Salah satu faktor yang membuat Armijn Pane kurang cun dengan sajak “Aku”, karena kalimat “aku ini binatang jalang dari kumpulannya terbuang”. Sajak dengan teknik biografis semacam ini, disalahtafsirkan Armijn Pane sebagai pernyataan pribadi Chairil Anwar yang pemberontak terhadap kemapanan. Tapi, justru karena bahasa yang tegas, terang, dan langsung pada pokok persoalan (tidak seperti bahasa sajak yang cenderung menyembunyikan dan meringkas realitas ke dalam metafora), sajak-sajak Chairil menjadi gampang dipahami.

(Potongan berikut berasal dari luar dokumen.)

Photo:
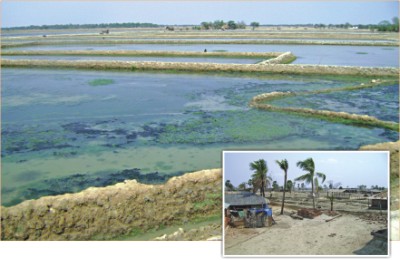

Orang akan sukar memahami puisi berjudul “Teratai” karya Sanusi Pane yang dikhususkan untuk Ki Hajar Dewantoro.
di dalam kebun tanah airku
tumbuh sekuntum bunga teratai
tersembunyi kembang indah permai
tidak terlihat orang yang lalu
Hanya untuk menceritakan Ki Hajar Dewantoro, Sanusi Pane memakai diksi “teratai”. Bandingkan dengan sajak-sajak Chairil yang diniatkan untuk Ida Nasution. Dia tak perlu diksi untuk mengganti biografi Ida Nasution, dan dia cukup dengan kata “Ida” karena itulah realitas yang sesungguhnya.
Orang mengenal Ida Nasution meskipun orang-orang salah menafsirkan hubungan Chairil dengan Ida. Dengan sendirinya tafsir mereka terhadap sajak Chairil yang memakai diksi “Ida” menjadi tafsir yang keliru. Tidak ada percintaan di antara mereka sebagaimana percintaan Chairil dengan Mirat. Chairil dan Ida, dua pribadi yang berseberangan soal intelektual tapi beririsan dalam pekerjaan di bidang sastra, Chairil penyaor dan Ida seorang kritikus.
Kenapa sajak-sajak Chairil Anwar tetap dibaca sampai hari ini? Bagi saya, hal itu terjadi karena bahasa dalam sajak-sajak Chairil Anwar merekam riwayat bahasa yang akrab dengan masyarakat pembacanya. Sajak Chairil Anwar tak akan menarik seandainya bahasa Indonesia tidak sedinamis seperti hari ini perkembangannya.(*)
Penulis lahir di Sipirok, Tapanuli Selatan, Sumatra Utara, pada 3 Juni 1972. Menulis esai di berbagai media dan terkumpul dalam sejumlah buku. Sehari-hari bekerja sebagai peneliti budaya, sosial, politik untuk Institute Sahata dan Tapanuli Database Center for Researd Culture and Social (Tapanuli Database).